A Docker software container was built containing GeNNet and all its required libraries and dependencies. This enables users to download a single software container that includes all the components of GeNNet and instantiate this environment independently in any host that runs an operating system supported by Docker. The software container was successfully tested on CentOS Linux 7, Ubuntu Linux 14.04, MacOS X 10.11.6 and Windows 10 hosts. The software container for GeNNet, specified in a script named ‘Dockerfile’, was built according to the following steps: (i) The operating system environment is based on Debian GNU/Linux 8 with software packages required by GeNNet, such as R (v. 3.3.1), installed from the official Debian repositories; (ii) The R software and the packages required by GeNNet, installed from the CRAN repository; (iii) RStudio (v. 1.0.44) server and the Neo4j (Community Edition v.3.0.6) graph database, installed from their respective official repositories; (iv) Supporting data sets, such as PPI, loaded to the graph database; (v) GeNNet-Wf, implemented in R, installed in RStudio; (vi) Shiny, a web application server for R, installed from its official repository. GeNNet-Web, which calls GeNNet-Wf, is loaded to Shiny.

Computational experiment reproducibility

Reproducibility is accounted in GeNNet in two aspects. Firstly, the platform provides a provenance trace record generated by the RDataTracker package (Lerner & Boose, 2015) for R. The trace contains the activities executed by the workflow and the data sets consumed and produced by them. This trace is exported to a persistent directory. Secondly, the adoption of software containers allows for using the same environment (operating system environment, libraries, and packages) every time GeNNet is instantiated and used. Both the provenance trace and the preservation of the execution environment with software containers significantly help the computational experiment reproducibility since users can retrieve from the former the parameters and data sets used in analyses and, from the latter, re-execute them in the same environment, as provided by the GeNNet software container.

Experimental data—use case scenarios

To illustrate the flexibility of GeNNet, we will conduct an experiment of re-analysis of HCC, considered the most common type of liver cancer. The HCC is highly complex, and the main risk factors are associated with prolonged abusive alcohol consumption and persistent infection of HBV (Hepatitis B Virus) and HCV (Hepatitis C Virus) (Siegel, Miller & Jemal, 2017). We performed the re-analysis of microarray experiments deposited in the GEO repository and, to facilitate the understanding of GeNNet, we separated this case study in three different scenarios. The first one is to analyze the data using the friendly web interface for GeNNet developed in Shiny (described in ‘GeNNet-Web application’). The second scenario is to integrate an additional independent experiment to the data using the RStudio interface to create and modify their functions. The last scenario is to perform queries in the graph database generated during the execution and analysis of the experiment, highlighting the range of possibilities of the system we developed.

Results and Discussion

Scenario I—experiment user-friendly interface

As an example of a specific and more detailed case study, we re-analyzed a gene expression experiment from HCC obtained from the transcriptome repository GEO (Barrett et al., 2013) with accession number GSE62232 (Schulze et al., 2015). The study used the Affymetrix Human Genome U133 Plus (GPL570) and contained 91 samples, of which 81 samples are from HCC tumors and 10 from adjacent non-tumorous liver tissues.

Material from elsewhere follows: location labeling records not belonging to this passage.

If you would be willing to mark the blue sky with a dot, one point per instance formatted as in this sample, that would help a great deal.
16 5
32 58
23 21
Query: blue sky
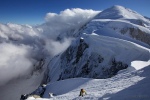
33 11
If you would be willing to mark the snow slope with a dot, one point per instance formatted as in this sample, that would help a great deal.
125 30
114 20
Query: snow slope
128 85
95 56
122 23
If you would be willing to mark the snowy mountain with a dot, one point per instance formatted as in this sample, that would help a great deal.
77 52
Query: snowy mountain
115 41
122 23
103 52
94 56
124 86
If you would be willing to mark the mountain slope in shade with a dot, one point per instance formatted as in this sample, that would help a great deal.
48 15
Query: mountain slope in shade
124 86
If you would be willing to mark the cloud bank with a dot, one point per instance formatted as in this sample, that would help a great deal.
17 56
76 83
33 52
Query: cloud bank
23 45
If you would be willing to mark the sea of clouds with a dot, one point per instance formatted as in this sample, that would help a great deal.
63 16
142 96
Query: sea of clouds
21 46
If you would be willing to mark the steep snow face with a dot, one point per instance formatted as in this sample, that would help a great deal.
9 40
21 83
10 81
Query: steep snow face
95 57
122 23
128 85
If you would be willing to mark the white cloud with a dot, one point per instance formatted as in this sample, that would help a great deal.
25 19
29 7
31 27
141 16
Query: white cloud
56 47
69 19
23 45
14 61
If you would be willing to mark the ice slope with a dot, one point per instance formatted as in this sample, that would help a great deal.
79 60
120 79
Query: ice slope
92 56
128 85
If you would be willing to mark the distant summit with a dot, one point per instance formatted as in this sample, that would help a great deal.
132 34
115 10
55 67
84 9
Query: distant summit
117 12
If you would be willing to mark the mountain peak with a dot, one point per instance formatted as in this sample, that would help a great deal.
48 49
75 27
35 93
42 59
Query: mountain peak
117 12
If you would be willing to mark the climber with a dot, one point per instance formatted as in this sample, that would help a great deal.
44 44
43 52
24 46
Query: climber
23 97
82 92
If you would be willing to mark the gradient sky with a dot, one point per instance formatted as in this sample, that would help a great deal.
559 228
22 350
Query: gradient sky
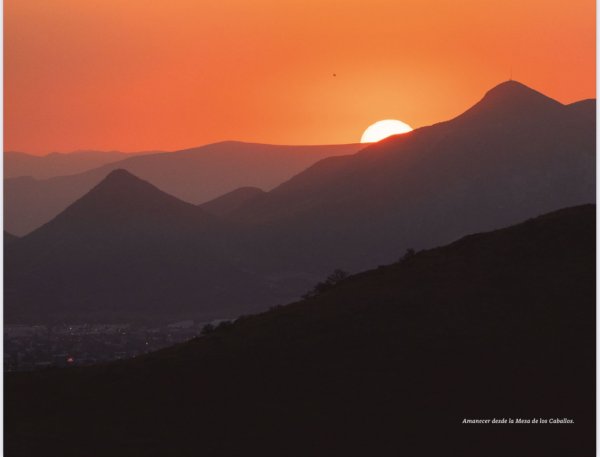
136 75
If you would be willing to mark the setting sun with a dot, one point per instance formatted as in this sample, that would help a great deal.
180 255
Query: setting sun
382 129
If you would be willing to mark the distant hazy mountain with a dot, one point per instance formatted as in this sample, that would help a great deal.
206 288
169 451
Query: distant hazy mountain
194 175
515 154
17 164
232 201
388 362
127 252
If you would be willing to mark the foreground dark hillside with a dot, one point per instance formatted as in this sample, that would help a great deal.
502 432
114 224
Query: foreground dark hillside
388 362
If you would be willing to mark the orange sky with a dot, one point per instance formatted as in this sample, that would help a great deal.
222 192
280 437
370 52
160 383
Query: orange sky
169 74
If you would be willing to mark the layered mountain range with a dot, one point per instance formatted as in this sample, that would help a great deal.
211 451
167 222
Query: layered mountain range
127 250
194 175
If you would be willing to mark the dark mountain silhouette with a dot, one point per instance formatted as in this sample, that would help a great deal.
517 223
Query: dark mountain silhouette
232 201
515 154
194 175
9 238
126 251
387 362
17 164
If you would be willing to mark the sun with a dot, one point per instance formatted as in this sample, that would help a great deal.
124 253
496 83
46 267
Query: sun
382 129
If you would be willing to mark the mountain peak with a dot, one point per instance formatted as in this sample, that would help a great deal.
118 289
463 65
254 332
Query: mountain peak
510 101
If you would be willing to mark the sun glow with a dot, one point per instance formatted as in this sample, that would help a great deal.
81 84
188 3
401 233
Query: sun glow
382 129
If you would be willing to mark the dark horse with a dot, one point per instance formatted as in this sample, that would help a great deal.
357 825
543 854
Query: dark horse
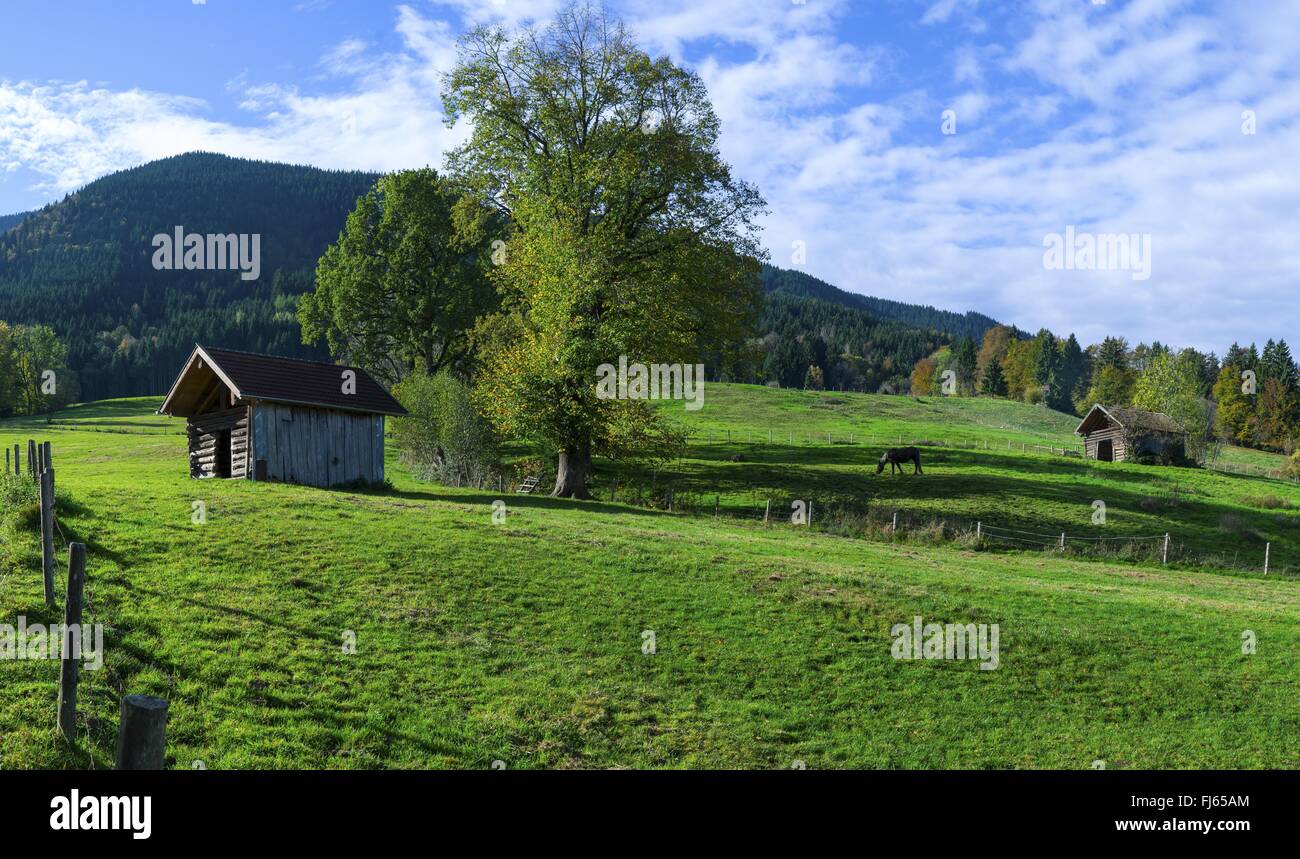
895 456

Data was normalized using the MAS5 method and the differentially expressed gene selection criteria were FDR <0.05 and absolute log2(Fold-Change) >1. The initial threshold values chosen are the most used and recommended in the literature but the threshold values can be adjusted. The genes were clustered using the Pearson correlation method as a measure of dissimilarity. Next, the clusters were associated with biological functions through the hypergeometric test (with p-value < 0.001 as threshold). All parameters were configured using the friendly interface built in Shiny as shown in Fig. 4 and accessed via http://localhost:3838/gennet. As a result, 3,356 differentially expressed genes were obtained, and 661 ontological terms were represented (p-value < 0.001). A major part of the information arising from the analytical process was incorporated to GeNNet-DB. Besides the database, the results were exported to different formats such as figures (heatmaps, boxplots, etc.), tables and provenance (Fig. 5).

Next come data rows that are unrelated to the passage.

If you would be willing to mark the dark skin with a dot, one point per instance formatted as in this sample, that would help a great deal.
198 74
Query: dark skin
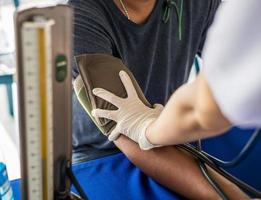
170 166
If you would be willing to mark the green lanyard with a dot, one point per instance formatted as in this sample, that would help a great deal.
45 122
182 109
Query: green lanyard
179 11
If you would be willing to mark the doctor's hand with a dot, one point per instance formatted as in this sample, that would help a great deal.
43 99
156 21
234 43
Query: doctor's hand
132 116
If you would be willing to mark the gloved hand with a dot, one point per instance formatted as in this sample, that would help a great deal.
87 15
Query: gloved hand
132 116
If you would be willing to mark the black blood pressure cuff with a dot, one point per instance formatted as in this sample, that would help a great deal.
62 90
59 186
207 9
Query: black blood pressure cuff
101 71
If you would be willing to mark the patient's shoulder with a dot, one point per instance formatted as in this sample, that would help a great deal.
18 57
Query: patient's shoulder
89 9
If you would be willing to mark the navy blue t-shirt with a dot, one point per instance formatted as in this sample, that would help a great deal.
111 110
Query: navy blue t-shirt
153 51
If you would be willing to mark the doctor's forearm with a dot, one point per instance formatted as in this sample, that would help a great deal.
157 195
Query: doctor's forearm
190 114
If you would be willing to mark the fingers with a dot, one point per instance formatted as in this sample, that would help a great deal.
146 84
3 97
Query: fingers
108 114
126 80
108 96
158 107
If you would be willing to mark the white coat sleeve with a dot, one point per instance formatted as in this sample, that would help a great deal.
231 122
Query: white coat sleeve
232 61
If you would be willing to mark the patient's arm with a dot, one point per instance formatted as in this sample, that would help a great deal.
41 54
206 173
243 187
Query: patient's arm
176 170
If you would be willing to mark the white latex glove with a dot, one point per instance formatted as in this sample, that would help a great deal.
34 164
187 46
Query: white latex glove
132 116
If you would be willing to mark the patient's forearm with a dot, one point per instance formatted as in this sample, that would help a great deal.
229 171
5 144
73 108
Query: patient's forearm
190 114
174 169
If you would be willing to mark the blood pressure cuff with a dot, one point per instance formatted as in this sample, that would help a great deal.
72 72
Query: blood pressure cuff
101 71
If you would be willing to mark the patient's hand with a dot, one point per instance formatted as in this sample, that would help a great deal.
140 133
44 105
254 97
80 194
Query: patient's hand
132 116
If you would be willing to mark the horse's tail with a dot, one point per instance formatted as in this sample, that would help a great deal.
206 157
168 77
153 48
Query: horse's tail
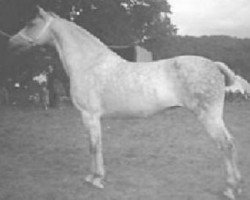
234 83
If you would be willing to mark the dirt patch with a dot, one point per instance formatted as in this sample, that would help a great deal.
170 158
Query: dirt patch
44 156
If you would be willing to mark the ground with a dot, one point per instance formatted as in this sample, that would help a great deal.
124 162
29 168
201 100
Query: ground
44 156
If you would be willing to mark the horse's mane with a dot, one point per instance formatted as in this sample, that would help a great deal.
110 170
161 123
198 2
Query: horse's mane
79 29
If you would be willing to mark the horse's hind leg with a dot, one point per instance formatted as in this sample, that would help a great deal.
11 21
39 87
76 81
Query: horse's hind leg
92 122
215 126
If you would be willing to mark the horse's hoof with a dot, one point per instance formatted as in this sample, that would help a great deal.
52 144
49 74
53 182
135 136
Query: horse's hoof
229 194
95 181
89 178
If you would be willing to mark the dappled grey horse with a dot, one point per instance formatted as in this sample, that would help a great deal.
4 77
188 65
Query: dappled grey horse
103 84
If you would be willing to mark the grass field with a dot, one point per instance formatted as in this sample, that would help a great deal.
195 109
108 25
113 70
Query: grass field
44 156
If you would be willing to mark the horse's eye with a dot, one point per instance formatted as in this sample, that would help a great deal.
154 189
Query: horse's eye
30 23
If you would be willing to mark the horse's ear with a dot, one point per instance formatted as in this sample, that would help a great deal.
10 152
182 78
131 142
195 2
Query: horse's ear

Scenario II—RStudio environment in meta-analysis

In this scenario we explored the flexibility introduced by the integration of RStudio in our platform. Its availability enables more experienced users to extend existing functionality with new analyses over available data. In this scenario, we explore one example of such flexibility with a meta-analysis approach in which we combine results from different experiments. Meta-analysis experiments combine microarray data from independent yet similarly designed studies allowing one to overcome their variations, and ultimately increasing the power and reproducibility of the transcriptome (Ewald et al., 2015) analysis. We added a study with experimental design performed on the data described in the previous section. We used HCC data containing 18 tumor samples versus 18 adjacent non-tumorous liver tissues from Wang et al. (2014). The experiment was carried out with the Affymetrix Human Genome U133 platform and deposited in GEO under accession number GSE60502. The Fig. 6 shows the access via RStudio (accessed via: http:localhost:8787).

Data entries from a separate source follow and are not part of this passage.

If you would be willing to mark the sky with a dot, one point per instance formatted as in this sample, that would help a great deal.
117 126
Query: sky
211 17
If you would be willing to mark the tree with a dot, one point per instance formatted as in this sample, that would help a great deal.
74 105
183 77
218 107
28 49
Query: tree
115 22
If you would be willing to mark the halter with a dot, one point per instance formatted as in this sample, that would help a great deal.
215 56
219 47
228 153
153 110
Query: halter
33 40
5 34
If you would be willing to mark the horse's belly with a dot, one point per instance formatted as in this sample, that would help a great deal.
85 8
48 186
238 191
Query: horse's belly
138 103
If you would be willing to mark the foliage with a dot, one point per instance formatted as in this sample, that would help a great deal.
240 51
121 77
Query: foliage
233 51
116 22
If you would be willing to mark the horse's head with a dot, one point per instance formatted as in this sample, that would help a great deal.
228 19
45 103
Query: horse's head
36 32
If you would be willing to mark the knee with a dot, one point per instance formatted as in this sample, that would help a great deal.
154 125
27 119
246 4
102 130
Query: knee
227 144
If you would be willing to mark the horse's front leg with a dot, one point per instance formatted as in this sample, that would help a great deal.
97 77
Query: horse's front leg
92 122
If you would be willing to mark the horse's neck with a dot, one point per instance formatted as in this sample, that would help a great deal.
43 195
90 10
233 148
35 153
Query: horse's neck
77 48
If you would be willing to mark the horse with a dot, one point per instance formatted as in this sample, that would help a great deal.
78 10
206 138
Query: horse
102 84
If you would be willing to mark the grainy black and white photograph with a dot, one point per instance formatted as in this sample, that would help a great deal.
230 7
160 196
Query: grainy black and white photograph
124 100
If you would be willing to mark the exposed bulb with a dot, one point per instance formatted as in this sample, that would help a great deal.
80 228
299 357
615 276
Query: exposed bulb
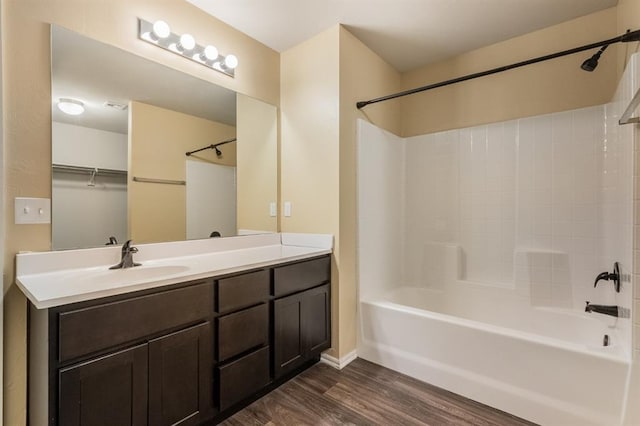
231 61
187 42
161 30
210 53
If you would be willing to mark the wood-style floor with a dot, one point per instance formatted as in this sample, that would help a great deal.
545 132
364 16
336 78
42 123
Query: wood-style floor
364 393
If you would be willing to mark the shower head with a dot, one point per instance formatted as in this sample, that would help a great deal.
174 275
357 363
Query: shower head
591 63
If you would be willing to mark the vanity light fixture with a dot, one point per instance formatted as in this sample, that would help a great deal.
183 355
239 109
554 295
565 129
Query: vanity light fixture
71 106
159 34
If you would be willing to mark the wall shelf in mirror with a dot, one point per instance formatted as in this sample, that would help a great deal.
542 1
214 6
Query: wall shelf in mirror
87 170
163 181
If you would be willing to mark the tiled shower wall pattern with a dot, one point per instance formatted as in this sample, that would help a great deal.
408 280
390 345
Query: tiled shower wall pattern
541 204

User-friendly interface in GeNNet.

Figure 4: User-friendly interface in GeNNet.

Left-hand side showing parameters settings and right-hand side showing some tabs highlight PhenoData matrix uploaded.
Some captions of figures generated during workflow execution: (A) boxplot of quality indicator, (B) volcano plot, (C) heatmap of genes differentially expressed in tumor versus adjacent, and (D) the provenance trace of a GeNNet-Wf execution is represented as a data derivation graph (DDG).

Figure 5: Some captions of figures generated during workflow execution: (A) boxplot of quality indicator, (B) volcano plot, (C) heatmap of genes differentially expressed in tumor versus adjacent, and (D) the provenance trace of a GeNNet-Wf execution is represented as a data derivation graph (DDG).

This scenario of use requires more advanced users in the R language. We exemplify the addition of an experiment to enhance the flexibility of our platform by making the analysis more robust and integrative between complex experiments as in cancer studies. However, the user can modify or even add a function by generating new analyses from GeNNet.

Example of access mode to RStudio where it is possible to modify the predefined functions.

Figure 6: Example of access mode to RStudio where it is possible to modify the predefined functions.

Scenario III—querying and adding relationships

Biological information is typically highly connected, semi-structured and unpredictable. The results obtained from the GeNNet analysis are stored in a graph database during the execution of the workflow. The database can be accessed via http://localhost:7474 using the Cypher declarative query language with direct access to the database, we formulated some demonstration queries using as an example the dataset analyzed above. The database generated during GeNNet-Wf execution facilitates data representation as interaction networks, in an approach that allows for exploring a great variety of relationships among its composing entities, besides making new insights for subnetwork exploration possible. Depending on the type of these interactions, different kinds of networks and topologies can be defined and analyzed. Through the data representation used in GeNNet-DB, traversal queries are possible. We illustrate typical examples in which the user just needs to query GeNNet-DB to solve them.

Query 1: What are the existing relationships among nodes in the database?

This is a simple query that returns all existing relationships among different node labels and types. The result of the query was represented as a graph in Fig. 7 retrieved the graph model as exemplified in Fig. 3.

Database schema with all the existing nodes and relationships.

Figure 7: Database schema with all the existing nodes and relationships.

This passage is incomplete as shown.